Book review: War Orphans by Lizzie Lane

Published by Emma Lee-Potter in on Thursday 22nd September 2016

war-orphans-coverYou’d have to have the stoniest of hearts not to be touched by the plight of nine-year-old Joanna Ryan and the abandoned puppy she rescues in Lizzie Lane’s latest novel.

War Orphans reminded me a bit of Cinderella. Joanna hasn’t got any ugly sisters but she’s saddled with a cruel, heartless stepmother who is more interested in having a good time than caring for the little girl.

This book, Lane’s 11th, is set in Bristol during the Second World War and is full of fascinating period detail, from blackouts and Andersen shelters to rationing and gas masks. The fact that children were evacuated to the safety of the countryside during the war is well known (my own mum lived in the Lancashire mining town of Leigh and was evacuated to North Wales). I didn’t know, however, that another government directive advised that all household pets should be destroyed. The rationale was that in the event of an enemy blockade there wouldn’t be enough food to spare for pets, which resulted in more than 300,000 pets being killed during the first ten days of the war.

Lane’s story relates how Joanna’s father goes off to fight for his country, leaving her in the care of her stepmother.
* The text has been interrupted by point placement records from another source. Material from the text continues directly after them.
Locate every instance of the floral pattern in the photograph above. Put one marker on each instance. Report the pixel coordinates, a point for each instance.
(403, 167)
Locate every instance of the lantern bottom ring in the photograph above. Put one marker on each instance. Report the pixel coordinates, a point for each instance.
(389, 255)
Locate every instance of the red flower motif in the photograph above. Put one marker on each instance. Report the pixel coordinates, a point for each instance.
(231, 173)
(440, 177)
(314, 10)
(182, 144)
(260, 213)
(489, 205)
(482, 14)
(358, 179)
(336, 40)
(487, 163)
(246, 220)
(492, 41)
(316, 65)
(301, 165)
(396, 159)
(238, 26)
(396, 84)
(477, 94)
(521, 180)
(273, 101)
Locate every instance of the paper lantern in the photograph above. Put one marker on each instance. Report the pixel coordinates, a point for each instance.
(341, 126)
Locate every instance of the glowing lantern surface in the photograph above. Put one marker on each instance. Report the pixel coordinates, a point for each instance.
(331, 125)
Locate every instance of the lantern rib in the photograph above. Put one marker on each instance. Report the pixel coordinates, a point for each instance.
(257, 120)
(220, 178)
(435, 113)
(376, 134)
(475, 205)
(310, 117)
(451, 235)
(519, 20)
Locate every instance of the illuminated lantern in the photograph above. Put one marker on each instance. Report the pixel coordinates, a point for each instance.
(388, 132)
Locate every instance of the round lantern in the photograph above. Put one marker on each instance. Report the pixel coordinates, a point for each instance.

Neglected and half-starved, Joanna finds a puppy in much the same condition as herself and resolves to save him. She hides her new pet in a shed and shares her own meagre rations with him before and after school each day, all the while trying to keep his existence secret.

War Orphans is a poignant, highly readable story. As the nights get shorter, draw the curtains, light the fire and curl up the sofa with this heart-warming tale.